The rise of the Electronics Manufacturing Services (EMS) companies and Original Design Manufacturers (ODMs) has triggered supply-chain disruptions that will only become more severe as contract manufacturers account for an increasing portion of electronic component purchases, iSuppli Corp. predicts.
EMS companies and ODMs accounted for nearly one-third, or 31 percent, of all semiconductors purchased in 2002, iSuppli estimates. By 2006, EMS and ODM companies are expected to buy almost one-half, or 44 percent, of all semiconductors sold.
The ascendance of the contract manufacturers to semiconductor spending dominance has meant that component suppliers no longer can rely on established ties to OEMs, but must work much closer with the EMS firms and ODMs.
Lines of communication between component suppliers and their OEM customers have been disrupted, causing breakdowns in the relay of key information, including demand forecasting and inventory levels. These breakdowns contributed to the massive semiconductor inventory glut of 2000 and the downturn of 2001, iSuppli believes.
The increased component spending by contract manufacturers means such supply disruptions could have an even greater impact in the future.
Exacerbating these supply-chain disconnects is the fact that many parts that end up at second-tier EMS and ODM firms in Asia are shipped through distributors or other third parties. This causes component suppliers to further lose visibility of their part shipments and -- in some cases -- to not be aware who their final customers actually are. With the continuing migration of electronics production to China, this will become a larger and larger problem for the electronics supply chain.
By 2006, the Asia Pacific region will pass the Americas in EMS spending for all electronic components. The electronic components category consists of semiconductors, passives, electromechanical devices and displays.

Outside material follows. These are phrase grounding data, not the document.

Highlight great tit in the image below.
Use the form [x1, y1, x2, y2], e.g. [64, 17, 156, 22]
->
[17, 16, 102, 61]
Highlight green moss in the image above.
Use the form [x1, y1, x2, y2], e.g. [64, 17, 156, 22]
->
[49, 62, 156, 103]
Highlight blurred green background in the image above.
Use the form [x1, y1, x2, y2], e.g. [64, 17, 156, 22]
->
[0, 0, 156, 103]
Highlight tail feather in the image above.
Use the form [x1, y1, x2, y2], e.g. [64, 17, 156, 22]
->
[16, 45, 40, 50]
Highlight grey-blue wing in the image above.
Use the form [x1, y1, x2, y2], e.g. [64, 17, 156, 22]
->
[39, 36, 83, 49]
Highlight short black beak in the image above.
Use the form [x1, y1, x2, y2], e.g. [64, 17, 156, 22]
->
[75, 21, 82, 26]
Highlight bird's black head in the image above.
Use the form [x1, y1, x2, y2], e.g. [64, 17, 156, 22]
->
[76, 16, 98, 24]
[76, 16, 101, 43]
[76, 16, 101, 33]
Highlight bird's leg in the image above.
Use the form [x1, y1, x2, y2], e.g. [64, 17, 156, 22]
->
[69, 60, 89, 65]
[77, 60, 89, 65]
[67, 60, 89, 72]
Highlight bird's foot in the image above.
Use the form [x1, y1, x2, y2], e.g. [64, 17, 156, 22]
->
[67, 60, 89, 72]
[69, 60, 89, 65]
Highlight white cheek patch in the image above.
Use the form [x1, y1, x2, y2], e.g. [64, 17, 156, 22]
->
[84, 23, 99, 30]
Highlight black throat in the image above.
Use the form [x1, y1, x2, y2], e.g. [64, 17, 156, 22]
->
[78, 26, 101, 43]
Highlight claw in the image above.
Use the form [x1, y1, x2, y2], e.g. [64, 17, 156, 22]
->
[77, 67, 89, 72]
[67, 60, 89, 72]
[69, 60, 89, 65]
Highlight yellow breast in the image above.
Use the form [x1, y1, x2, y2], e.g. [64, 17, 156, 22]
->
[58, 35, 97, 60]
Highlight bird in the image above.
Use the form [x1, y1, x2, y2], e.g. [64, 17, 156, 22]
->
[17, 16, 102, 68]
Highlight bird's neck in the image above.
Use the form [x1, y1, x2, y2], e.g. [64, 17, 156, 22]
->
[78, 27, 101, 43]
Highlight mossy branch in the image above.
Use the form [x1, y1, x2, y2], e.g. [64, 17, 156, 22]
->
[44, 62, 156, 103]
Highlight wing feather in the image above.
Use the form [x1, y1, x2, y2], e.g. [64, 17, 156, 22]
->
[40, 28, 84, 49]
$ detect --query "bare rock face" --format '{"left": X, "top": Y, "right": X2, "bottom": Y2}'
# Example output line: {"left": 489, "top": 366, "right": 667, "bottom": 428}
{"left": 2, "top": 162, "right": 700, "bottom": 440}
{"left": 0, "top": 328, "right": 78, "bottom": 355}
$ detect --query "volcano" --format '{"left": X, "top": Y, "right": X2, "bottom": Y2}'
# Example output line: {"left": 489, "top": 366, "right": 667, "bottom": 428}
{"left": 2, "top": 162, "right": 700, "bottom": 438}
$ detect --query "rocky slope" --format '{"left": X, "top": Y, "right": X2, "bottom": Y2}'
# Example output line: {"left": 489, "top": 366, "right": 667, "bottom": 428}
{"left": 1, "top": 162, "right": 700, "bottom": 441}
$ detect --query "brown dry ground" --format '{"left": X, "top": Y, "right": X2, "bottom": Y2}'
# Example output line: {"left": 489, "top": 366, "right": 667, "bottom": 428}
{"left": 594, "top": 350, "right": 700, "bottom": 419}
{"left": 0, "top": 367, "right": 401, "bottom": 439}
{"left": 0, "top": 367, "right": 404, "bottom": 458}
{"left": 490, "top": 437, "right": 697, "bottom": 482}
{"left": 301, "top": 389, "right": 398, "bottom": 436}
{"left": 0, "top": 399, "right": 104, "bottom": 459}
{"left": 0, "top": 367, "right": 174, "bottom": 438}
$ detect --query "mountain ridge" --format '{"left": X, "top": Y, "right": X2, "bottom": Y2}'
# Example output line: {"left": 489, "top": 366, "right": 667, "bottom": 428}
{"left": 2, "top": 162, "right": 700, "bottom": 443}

Meanwhile, Europe, the Middle East, and Africa will experience the slowest growth. Japan will post a strong Compound Annual Growth Rate (CAGR), but this is somewhat misleading because the present component EMS spend in that country is relatively small.
The Asia Pacific region and primarily China are becoming the manufacturing center -- and by default, the procurement center -- of the electronics industry. As part of their overall Far East strategies, component suppliers need to address the issues of dealing with EMS and ODM customers in Asia.
The changing market focus of the EMS firms and ODMs also is presenting challenges for component suppliers.
The highest growth areas for component spending among contract manufacturers are mobile communications and consumer electronics. In both these markets, pricing pressures are intense and the system assemblies tend to take place in low-cost manufacturing regions.
Wired communications, once one of the hottest markets, will generate a CAGR of only 8 percent and will be eclipsed by mobile communications in the 2006 timeframe, iSuppli predicts.
Component suppliers need to develop strategies and products to address the consumer and mobile communications markets.
While the rise of EMS firms and ODMs has allowed OEMs to achieve greater efficiency and to cut costs, it has taken a toll on the electronics supply chain and on the relationships between component suppliers and their OEM customers. Component suppliers need to take into account the increasing role of contract manufacturing and develop strategies to deal with the changing shape of the electronics supply chain, iSuppli believes.